Anja Niemi

27 septembre 2016

Que voit-on lorsque l’on jette un rapide regard au travail de Anja Niemi ? Deux très belles figures féminines au milieu de décors à l’esthétique avoisinant la perfection. Mais comme on le dit si bien, il ne faut jamais se fier aux apparences. On vous conseille de vous arrêter quelques instants sur ces clichés et de prendre le temps (car si vous vous êtes retrouvé ici c’est pour cela avant tout, prendre le temps) de bien les observer, comme nous l’avons fait. Maintenant que c’est chose faite, vous commencez à entrevoir ce qui se cache dans le travail de Anja Niemi, vous comprenez peu à peu que quelque chose cloche, que cette perfection est bien trop gênante pour être réelle.
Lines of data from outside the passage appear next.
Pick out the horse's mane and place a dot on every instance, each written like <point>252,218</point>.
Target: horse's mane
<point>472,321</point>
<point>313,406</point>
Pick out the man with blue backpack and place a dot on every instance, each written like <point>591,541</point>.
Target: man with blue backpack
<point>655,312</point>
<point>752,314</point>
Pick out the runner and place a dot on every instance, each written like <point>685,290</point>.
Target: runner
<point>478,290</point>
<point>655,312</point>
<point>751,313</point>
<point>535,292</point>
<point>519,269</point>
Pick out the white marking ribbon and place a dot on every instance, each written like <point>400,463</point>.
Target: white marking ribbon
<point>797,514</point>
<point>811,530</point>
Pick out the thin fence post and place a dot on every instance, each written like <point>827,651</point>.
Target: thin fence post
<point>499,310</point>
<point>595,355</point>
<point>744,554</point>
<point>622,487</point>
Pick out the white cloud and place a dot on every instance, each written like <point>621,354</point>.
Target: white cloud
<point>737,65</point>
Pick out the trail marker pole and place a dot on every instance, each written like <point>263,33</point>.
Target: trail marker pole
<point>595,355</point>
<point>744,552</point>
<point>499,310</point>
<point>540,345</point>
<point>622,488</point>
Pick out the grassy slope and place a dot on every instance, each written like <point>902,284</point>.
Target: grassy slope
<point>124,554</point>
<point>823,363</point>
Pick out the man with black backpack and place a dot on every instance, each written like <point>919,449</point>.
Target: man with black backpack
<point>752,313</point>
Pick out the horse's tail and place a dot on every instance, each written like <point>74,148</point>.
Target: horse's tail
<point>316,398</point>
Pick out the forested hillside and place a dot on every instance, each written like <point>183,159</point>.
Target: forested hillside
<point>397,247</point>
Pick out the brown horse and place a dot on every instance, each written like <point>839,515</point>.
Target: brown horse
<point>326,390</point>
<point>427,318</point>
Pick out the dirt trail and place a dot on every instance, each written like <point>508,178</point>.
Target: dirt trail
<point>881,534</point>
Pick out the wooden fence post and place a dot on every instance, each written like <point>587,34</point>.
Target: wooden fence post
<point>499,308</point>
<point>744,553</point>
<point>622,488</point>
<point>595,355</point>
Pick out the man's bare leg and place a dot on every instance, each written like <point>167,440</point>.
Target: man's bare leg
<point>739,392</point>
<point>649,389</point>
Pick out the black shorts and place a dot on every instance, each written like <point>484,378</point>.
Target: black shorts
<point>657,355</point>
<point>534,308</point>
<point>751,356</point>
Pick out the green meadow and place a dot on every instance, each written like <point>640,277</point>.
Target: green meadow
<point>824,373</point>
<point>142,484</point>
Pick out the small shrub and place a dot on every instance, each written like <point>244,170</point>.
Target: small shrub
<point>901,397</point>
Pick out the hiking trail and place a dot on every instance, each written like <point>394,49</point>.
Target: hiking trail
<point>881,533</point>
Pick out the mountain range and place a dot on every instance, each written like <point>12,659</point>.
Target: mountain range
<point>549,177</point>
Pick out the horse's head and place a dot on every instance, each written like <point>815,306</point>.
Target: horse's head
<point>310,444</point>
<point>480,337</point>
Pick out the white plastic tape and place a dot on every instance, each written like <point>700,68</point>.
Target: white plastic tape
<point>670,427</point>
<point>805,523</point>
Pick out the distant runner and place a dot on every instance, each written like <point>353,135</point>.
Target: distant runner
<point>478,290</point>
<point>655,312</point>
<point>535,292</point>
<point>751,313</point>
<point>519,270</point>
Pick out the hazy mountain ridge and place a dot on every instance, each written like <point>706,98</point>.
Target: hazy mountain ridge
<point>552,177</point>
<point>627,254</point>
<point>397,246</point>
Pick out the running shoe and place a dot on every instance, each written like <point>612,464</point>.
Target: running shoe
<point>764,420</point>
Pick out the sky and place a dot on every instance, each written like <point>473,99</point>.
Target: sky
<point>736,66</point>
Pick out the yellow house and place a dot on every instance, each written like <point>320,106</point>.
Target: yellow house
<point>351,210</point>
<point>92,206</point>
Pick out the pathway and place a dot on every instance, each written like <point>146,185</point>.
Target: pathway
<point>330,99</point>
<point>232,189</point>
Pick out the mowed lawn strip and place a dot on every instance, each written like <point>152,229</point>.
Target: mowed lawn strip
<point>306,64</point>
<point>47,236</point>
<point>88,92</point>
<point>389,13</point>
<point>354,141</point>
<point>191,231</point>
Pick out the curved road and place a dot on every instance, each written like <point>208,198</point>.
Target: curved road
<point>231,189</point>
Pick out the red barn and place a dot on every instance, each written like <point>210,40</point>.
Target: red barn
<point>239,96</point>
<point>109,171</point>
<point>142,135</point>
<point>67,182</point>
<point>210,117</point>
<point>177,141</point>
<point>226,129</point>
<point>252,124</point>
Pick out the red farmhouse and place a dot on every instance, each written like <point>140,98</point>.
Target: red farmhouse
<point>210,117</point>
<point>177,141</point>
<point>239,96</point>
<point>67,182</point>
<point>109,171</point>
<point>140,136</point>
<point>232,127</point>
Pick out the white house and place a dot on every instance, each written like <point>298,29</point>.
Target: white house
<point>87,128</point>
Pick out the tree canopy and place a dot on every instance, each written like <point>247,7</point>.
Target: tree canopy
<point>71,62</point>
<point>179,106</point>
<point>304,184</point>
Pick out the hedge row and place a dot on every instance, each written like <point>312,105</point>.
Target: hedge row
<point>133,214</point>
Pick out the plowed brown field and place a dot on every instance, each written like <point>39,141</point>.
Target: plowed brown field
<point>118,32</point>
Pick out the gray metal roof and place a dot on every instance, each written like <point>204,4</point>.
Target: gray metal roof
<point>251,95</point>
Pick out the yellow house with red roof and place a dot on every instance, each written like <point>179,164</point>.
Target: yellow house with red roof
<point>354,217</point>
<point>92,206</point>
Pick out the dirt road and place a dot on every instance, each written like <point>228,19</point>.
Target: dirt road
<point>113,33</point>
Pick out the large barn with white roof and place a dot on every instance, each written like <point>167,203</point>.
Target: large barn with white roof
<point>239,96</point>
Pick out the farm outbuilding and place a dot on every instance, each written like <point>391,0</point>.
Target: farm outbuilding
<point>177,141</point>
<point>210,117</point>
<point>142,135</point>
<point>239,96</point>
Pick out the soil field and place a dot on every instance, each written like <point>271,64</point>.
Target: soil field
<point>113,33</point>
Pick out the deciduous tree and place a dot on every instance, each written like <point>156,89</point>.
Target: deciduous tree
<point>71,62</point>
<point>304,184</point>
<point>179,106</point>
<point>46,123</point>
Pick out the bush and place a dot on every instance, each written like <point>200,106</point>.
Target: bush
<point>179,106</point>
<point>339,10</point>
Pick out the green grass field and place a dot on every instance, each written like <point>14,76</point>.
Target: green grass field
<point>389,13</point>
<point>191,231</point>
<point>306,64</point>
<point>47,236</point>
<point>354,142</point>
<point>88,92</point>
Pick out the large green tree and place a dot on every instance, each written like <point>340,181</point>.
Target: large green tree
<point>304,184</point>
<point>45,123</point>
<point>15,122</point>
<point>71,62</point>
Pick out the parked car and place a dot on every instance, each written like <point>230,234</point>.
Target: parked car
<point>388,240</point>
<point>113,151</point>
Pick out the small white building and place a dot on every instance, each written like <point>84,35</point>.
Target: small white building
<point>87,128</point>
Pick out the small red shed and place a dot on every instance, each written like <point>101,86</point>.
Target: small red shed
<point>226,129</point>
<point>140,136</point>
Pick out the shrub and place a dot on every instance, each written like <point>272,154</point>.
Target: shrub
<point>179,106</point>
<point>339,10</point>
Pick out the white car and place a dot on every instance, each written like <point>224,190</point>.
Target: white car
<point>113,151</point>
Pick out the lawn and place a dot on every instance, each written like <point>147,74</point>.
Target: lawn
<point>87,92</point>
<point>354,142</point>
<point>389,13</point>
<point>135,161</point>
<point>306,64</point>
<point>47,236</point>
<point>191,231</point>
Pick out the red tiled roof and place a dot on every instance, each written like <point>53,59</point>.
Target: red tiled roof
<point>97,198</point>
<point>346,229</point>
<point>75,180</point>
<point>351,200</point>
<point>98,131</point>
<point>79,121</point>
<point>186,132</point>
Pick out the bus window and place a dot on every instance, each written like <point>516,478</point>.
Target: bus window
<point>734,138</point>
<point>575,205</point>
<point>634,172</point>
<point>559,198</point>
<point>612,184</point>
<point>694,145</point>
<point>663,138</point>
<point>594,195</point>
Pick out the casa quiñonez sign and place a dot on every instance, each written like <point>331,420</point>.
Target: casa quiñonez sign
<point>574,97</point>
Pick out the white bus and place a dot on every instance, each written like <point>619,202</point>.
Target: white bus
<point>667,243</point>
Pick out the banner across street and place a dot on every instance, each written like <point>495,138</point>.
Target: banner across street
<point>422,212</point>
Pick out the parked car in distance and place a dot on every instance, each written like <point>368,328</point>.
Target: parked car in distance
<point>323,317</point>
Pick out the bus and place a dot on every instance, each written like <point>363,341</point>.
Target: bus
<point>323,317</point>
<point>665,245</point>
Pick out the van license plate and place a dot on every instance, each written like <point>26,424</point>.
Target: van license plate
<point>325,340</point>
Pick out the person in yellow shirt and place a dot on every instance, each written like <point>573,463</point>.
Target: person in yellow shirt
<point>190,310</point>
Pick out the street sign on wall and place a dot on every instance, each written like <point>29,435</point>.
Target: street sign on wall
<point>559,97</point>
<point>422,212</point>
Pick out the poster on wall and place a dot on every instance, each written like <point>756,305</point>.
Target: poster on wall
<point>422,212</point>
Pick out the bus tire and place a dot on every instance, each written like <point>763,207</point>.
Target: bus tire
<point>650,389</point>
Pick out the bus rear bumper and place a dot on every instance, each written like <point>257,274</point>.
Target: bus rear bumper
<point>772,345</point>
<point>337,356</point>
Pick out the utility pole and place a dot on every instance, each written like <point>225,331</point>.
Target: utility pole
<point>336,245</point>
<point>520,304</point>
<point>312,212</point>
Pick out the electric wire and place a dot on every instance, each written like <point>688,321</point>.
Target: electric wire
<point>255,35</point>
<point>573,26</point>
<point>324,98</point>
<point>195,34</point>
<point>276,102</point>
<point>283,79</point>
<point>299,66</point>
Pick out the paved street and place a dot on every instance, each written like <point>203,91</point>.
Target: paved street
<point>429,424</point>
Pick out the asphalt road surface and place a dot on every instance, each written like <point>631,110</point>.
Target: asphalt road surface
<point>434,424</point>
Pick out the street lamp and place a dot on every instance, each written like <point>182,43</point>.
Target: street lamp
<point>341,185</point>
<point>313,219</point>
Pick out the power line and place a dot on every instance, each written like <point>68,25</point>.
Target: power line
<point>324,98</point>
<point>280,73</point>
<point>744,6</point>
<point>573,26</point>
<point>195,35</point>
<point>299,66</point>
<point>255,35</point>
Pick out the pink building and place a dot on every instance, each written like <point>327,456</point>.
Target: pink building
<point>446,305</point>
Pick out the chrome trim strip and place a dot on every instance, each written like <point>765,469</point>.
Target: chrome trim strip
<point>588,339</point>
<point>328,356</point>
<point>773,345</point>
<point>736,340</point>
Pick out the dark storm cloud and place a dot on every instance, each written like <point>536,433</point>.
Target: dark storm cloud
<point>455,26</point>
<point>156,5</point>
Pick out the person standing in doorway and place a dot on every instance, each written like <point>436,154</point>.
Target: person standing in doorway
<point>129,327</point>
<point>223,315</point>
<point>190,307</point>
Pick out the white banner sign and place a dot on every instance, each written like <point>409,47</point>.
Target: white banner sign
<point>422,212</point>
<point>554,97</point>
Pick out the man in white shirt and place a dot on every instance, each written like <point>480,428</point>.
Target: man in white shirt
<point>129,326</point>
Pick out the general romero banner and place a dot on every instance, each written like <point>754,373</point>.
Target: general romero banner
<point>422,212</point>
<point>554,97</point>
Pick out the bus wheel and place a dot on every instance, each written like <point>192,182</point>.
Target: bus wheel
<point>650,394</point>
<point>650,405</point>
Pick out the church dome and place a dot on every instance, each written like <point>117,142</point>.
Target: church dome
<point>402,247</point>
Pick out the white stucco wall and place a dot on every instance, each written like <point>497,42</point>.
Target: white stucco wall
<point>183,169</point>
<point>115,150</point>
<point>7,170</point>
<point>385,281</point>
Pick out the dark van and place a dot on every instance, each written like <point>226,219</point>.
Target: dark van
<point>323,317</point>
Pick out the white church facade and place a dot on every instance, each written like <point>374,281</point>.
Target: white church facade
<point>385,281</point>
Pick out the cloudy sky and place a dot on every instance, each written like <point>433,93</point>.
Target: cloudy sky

C’est en réalité bien plus que ça, les deux personnages fictifs ne sont qu’une seule et même personne, et servent à mettre en lumière la dualité constante à laquelle la femme doit faire face, ses paradoxes, toute la palette d’émotions qui l’anime. Tiraillée entre raison, et folie. Paix et colère. Sérénité et angoisse. Puissance et vulnérabilité. Qui y a t-il de pire que d’être confronter à soi-même et de ne pouvoir y échapper ?

« QUI Y A T-IL DE PIRE QUE D’ÊTRE CONFRONTER À SOI-MÊME ET DE NE POUVOIR Y ÉCHAPPER ? »

Mais qui est Anja Niemi ? Cette norvégienne dégaine depuis Oslo ses scénarios de femmes au foyer à la bipolarité évidente dans des décors kitsch des années 50. Des personnages à la fragilité presque palpable qu’elle met en valeur par l’utilisation d’une esthétique effrayante et comparable à celle du cinéaste David Lynch. Des compositions impeccables, parfois tragiques, tantôt humoristiques, pour celle qui se décrit comme une «perfectionniste notoire».

« DES PERSONNAGES À LA FRAGILITÉ PRESQUE PALPABLE QU’ELLE MET EN VALEUR PAR L’UTILISATION D’UNE ESTHÉTIQUE EFFRAYANTE ET COMPARABLE À CELLE DU CINÉASTE DAVID LYNCH… »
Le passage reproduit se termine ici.